DPE: le ministère du Logement répond à une question écrite sur sa fiabilité

Publié le 24 Mars 2026

Le diagnostic de performance énergétique (DPE) fait régulièrement l’objet de critiques. Celles-ci font état de résultats variables selon le diagnostiqueur qui réalise le DPE, d’une surestimation des consommations d’énergie ou d’un manque d’homogénéité. Un sénateur a formulé fin 2025 une question écrite à l’attention du ministre du Logement soulevant ces problématiques. La réponse officielle du ministère, publiée au Journal officiel du Sénat le 26 février 2026, dresse un bilan des engagements concrets pour fiabiliser le DPE.

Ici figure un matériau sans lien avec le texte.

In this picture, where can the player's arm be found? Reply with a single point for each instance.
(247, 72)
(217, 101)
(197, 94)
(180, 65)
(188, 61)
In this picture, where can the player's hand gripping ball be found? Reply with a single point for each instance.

Qualité et justesse du DPE : un sénateur soulève certaines inquiétudes des consommateurs

Dans sa question publiée au Journal officiel du Sénat le 11 décembre 2025, un sénateur a rapporté quelques exemples d’incohérences observées au sein du DPE. Il a cité des études d’associations de consommateurs qui ont pointé des écarts très importants entre diagnostics réalisés sur un même bien par des opérateurs différents. Selon ces analyses, un même logement pouvait se voir attribuer une étiquette allant de B à E selon le professionnel sollicité pour l’expertise.

Ce sénateur a également rappelé les travaux du Conseil d’analyse économique, qui estime que les estimations de consommation produites par le DPE peuvent être inexactes et, dans certains cas, surévaluées. Or, les enjeux sont importants. Le sénateur précise que, selon les Notaires de France, une maison classée E, F ou G au DPE peut perdre jusqu’à 22 % de sa valeur et un appartement jusqu’à 12 %.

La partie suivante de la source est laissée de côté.